Jacob deGrom’s final spring start in doubt due to shoulder injury

PORT ST. LUCIE — The Mets did not escape spring training without a Jacob deGrom scare.

One week before the season begins in Washington, there is suddenly a question of whether their ace will be ready for Opening Day after deGrom reported some tightness in the back of his right shoulder while long-tossing Thursday.

Buck Showalter did not want to sound alarms and did not definitively say that deGrom would be scratched from his scheduled start against the Cardinals on Friday. But the Mets manager said deGrom would have to be pretty persuasive in convincing the team he is OK for the star to take the mound for what is supposed to be his final spring tuneup by him.

The plan, for now, is to see how by Grom feels Friday morning. If the soreness remains, Showalter suggested they likely would send deGrom for an MRI exam.

“Let’s see what [Friday] brings,” said Showalter, who added the Mets had baked in an extra day for each starter leading up to the season for a scenario like this one, in which deGrom could throw Saturday instead.

Jacob de Grom
Jacob de Grom
Corey Sipkin

When he met with reporters after the Mets’ 7-3 loss to the Nationals at Clover Park on Thursday, Showalter mentioned the possibility of rain in the forecast as a potential reason for deGrom to not pitch in the Grapefruit League game Friday.
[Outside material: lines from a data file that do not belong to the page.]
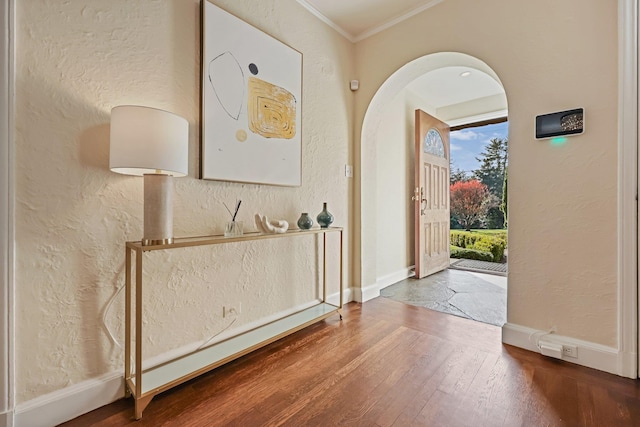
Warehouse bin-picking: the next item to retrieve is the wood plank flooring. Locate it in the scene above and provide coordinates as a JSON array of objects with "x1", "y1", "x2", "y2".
[{"x1": 63, "y1": 298, "x2": 640, "y2": 427}]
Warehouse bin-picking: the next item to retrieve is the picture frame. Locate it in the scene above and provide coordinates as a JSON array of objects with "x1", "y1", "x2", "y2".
[{"x1": 200, "y1": 0, "x2": 302, "y2": 187}]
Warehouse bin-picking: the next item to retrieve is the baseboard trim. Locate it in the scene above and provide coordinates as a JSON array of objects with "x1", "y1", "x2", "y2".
[
  {"x1": 502, "y1": 323, "x2": 626, "y2": 376},
  {"x1": 353, "y1": 284, "x2": 380, "y2": 303},
  {"x1": 13, "y1": 372, "x2": 124, "y2": 427},
  {"x1": 0, "y1": 412, "x2": 13, "y2": 427}
]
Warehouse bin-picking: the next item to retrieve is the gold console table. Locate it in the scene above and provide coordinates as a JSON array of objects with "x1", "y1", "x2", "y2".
[{"x1": 124, "y1": 227, "x2": 343, "y2": 419}]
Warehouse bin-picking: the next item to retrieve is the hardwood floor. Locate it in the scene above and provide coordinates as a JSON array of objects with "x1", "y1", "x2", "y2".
[{"x1": 63, "y1": 298, "x2": 640, "y2": 427}]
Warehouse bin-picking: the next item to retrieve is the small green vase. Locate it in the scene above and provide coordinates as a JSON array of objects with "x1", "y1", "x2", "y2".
[
  {"x1": 316, "y1": 202, "x2": 333, "y2": 228},
  {"x1": 298, "y1": 212, "x2": 313, "y2": 230}
]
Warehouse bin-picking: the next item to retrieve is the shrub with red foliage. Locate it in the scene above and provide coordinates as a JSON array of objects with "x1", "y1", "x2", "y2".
[{"x1": 449, "y1": 180, "x2": 490, "y2": 230}]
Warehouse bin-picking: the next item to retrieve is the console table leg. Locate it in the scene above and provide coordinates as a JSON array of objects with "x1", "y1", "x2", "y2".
[{"x1": 136, "y1": 395, "x2": 153, "y2": 420}]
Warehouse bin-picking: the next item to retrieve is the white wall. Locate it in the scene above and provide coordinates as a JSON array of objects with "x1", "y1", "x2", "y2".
[
  {"x1": 15, "y1": 0, "x2": 354, "y2": 405},
  {"x1": 356, "y1": 0, "x2": 618, "y2": 347}
]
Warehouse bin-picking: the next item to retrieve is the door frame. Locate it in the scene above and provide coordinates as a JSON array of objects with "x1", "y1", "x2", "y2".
[
  {"x1": 0, "y1": 0, "x2": 15, "y2": 420},
  {"x1": 617, "y1": 0, "x2": 640, "y2": 378}
]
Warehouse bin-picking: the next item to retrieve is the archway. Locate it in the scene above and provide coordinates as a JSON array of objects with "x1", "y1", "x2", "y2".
[{"x1": 360, "y1": 52, "x2": 506, "y2": 301}]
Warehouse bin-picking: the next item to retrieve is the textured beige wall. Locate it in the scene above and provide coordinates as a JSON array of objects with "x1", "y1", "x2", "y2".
[
  {"x1": 355, "y1": 0, "x2": 618, "y2": 346},
  {"x1": 15, "y1": 0, "x2": 354, "y2": 403}
]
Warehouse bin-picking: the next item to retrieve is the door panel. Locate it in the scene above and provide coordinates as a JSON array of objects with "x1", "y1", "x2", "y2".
[{"x1": 413, "y1": 110, "x2": 449, "y2": 278}]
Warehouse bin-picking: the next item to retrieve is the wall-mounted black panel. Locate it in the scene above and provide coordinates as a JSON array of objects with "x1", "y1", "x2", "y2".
[{"x1": 536, "y1": 108, "x2": 584, "y2": 139}]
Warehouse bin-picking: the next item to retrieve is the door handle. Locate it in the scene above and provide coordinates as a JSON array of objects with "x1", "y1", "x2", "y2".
[
  {"x1": 411, "y1": 187, "x2": 420, "y2": 202},
  {"x1": 411, "y1": 187, "x2": 427, "y2": 215}
]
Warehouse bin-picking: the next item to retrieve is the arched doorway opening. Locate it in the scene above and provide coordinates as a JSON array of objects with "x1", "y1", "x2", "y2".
[{"x1": 360, "y1": 52, "x2": 507, "y2": 322}]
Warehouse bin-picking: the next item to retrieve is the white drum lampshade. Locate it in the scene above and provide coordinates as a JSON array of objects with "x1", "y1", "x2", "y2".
[{"x1": 109, "y1": 105, "x2": 189, "y2": 245}]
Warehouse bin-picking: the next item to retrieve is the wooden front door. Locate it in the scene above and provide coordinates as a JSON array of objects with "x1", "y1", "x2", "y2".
[{"x1": 413, "y1": 110, "x2": 449, "y2": 279}]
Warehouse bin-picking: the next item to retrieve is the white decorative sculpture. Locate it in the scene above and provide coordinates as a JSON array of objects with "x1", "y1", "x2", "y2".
[{"x1": 255, "y1": 214, "x2": 289, "y2": 234}]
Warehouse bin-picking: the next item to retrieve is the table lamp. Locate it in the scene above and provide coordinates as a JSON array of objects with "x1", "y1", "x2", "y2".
[{"x1": 109, "y1": 105, "x2": 189, "y2": 245}]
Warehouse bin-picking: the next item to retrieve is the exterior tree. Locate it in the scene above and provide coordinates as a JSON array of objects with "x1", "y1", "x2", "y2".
[
  {"x1": 449, "y1": 180, "x2": 495, "y2": 231},
  {"x1": 449, "y1": 165, "x2": 469, "y2": 184},
  {"x1": 500, "y1": 168, "x2": 509, "y2": 228},
  {"x1": 473, "y1": 138, "x2": 508, "y2": 199},
  {"x1": 473, "y1": 138, "x2": 508, "y2": 228}
]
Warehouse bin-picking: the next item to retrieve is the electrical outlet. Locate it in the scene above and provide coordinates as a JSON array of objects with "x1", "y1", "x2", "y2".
[
  {"x1": 562, "y1": 344, "x2": 578, "y2": 358},
  {"x1": 222, "y1": 303, "x2": 242, "y2": 317}
]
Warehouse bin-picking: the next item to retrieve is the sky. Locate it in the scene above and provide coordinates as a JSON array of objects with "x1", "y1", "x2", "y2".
[{"x1": 449, "y1": 122, "x2": 509, "y2": 175}]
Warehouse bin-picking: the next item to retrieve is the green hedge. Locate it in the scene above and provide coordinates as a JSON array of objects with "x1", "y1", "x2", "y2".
[
  {"x1": 450, "y1": 230, "x2": 507, "y2": 262},
  {"x1": 449, "y1": 245, "x2": 493, "y2": 262}
]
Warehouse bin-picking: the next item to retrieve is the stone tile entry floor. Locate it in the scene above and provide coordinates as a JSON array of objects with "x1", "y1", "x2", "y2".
[{"x1": 380, "y1": 269, "x2": 507, "y2": 326}]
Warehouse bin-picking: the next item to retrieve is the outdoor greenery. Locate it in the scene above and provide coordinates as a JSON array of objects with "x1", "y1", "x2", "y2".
[
  {"x1": 449, "y1": 230, "x2": 507, "y2": 262},
  {"x1": 449, "y1": 245, "x2": 493, "y2": 262},
  {"x1": 449, "y1": 180, "x2": 490, "y2": 230},
  {"x1": 450, "y1": 138, "x2": 508, "y2": 230}
]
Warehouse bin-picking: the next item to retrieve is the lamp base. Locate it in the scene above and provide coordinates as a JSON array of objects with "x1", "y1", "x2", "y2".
[
  {"x1": 142, "y1": 237, "x2": 173, "y2": 246},
  {"x1": 142, "y1": 174, "x2": 173, "y2": 246}
]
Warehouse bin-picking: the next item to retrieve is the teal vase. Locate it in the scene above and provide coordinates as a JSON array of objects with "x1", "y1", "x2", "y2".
[
  {"x1": 298, "y1": 212, "x2": 313, "y2": 230},
  {"x1": 316, "y1": 202, "x2": 333, "y2": 228}
]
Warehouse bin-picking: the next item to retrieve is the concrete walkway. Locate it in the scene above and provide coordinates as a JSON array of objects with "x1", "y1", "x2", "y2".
[{"x1": 380, "y1": 269, "x2": 507, "y2": 326}]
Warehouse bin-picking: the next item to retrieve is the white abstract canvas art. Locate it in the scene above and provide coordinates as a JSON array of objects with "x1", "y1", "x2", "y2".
[{"x1": 200, "y1": 0, "x2": 302, "y2": 186}]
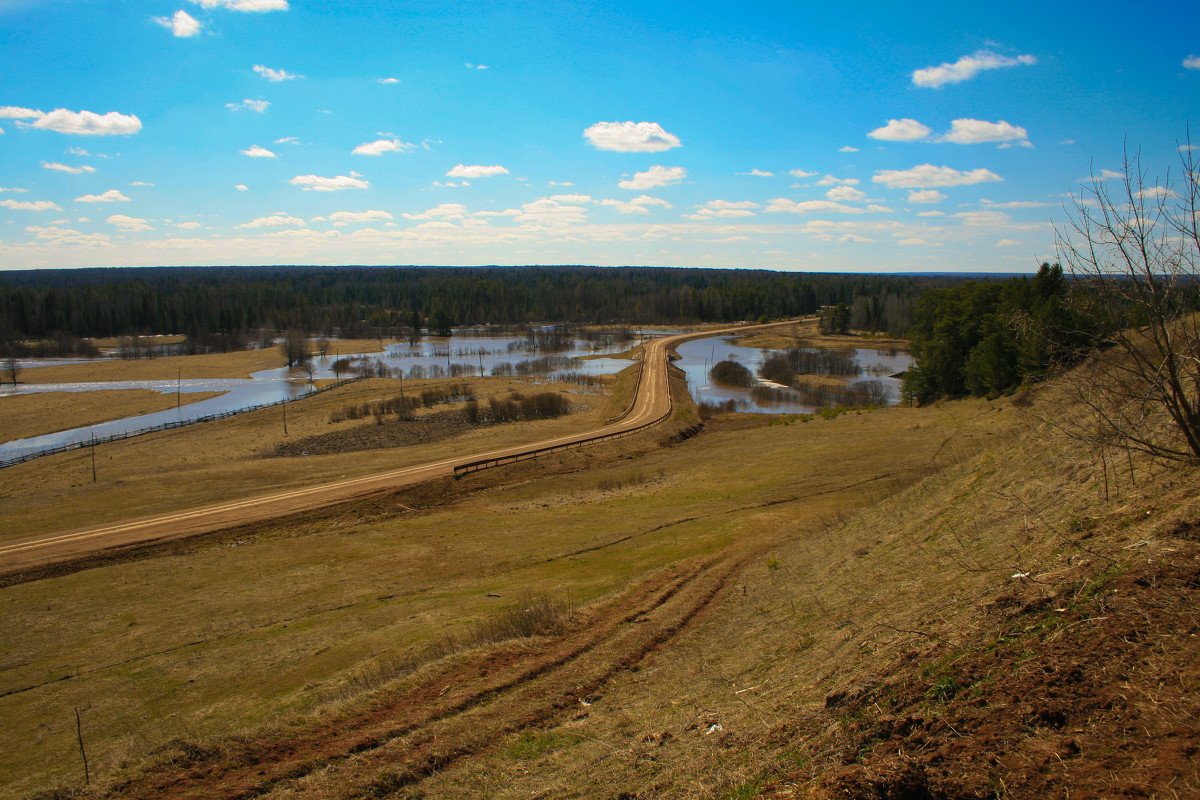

He then returned to reporters about 20 minutes later to reveal he and deGrom had discussed the discomfort in his office earlier in the day, and the concerns larger than the weather.

“I’d be surprised if he pitched [Friday]rain or no rain,” said Showalter, whose camp had been quiet until this development.

The Mets’ championship hopes reside on their unmatchable top of the rotation of deGrom and Max Scherzer, but injuries are always the concern, and they might have arrived already.

DeGrom has appeared in two Grapefruit League games and has been characteristically dominant, allowing one run in five innings while striking out 10, and perhaps uncharacteristically restrained.

After deGrom — the most dominant pitcher in baseball — did not make a start after July 7 last year because of a low-grade tear of the ulnar collateral ligament, he has said this spring he has focused on being “smooth” and not trying to throw at max effort.

While tag-teaming with Scherzer on Monday, deGrom’s four-seam fastball averaged 97.2 mph, still often untouchable but a few ticks down from his average last season.

The focus has been on building up safely, especially critical because of the shortened spring training that can put a strain on pitchers, whose bodies are used to a specific routine.

In a normal spring, the Mets could rest de Grom — even if he feels perfectly fine in the coming days — and still feel comfortable they could have him ready for the start of the season. This is not a normal spring, and if deGrom takes a few days off, perhaps Scherzer gets the ball against the Nationals.

“If you shorten up spring, that buffer or safety net won’t be there,” Showalter said in December. “It’s going to be tough.”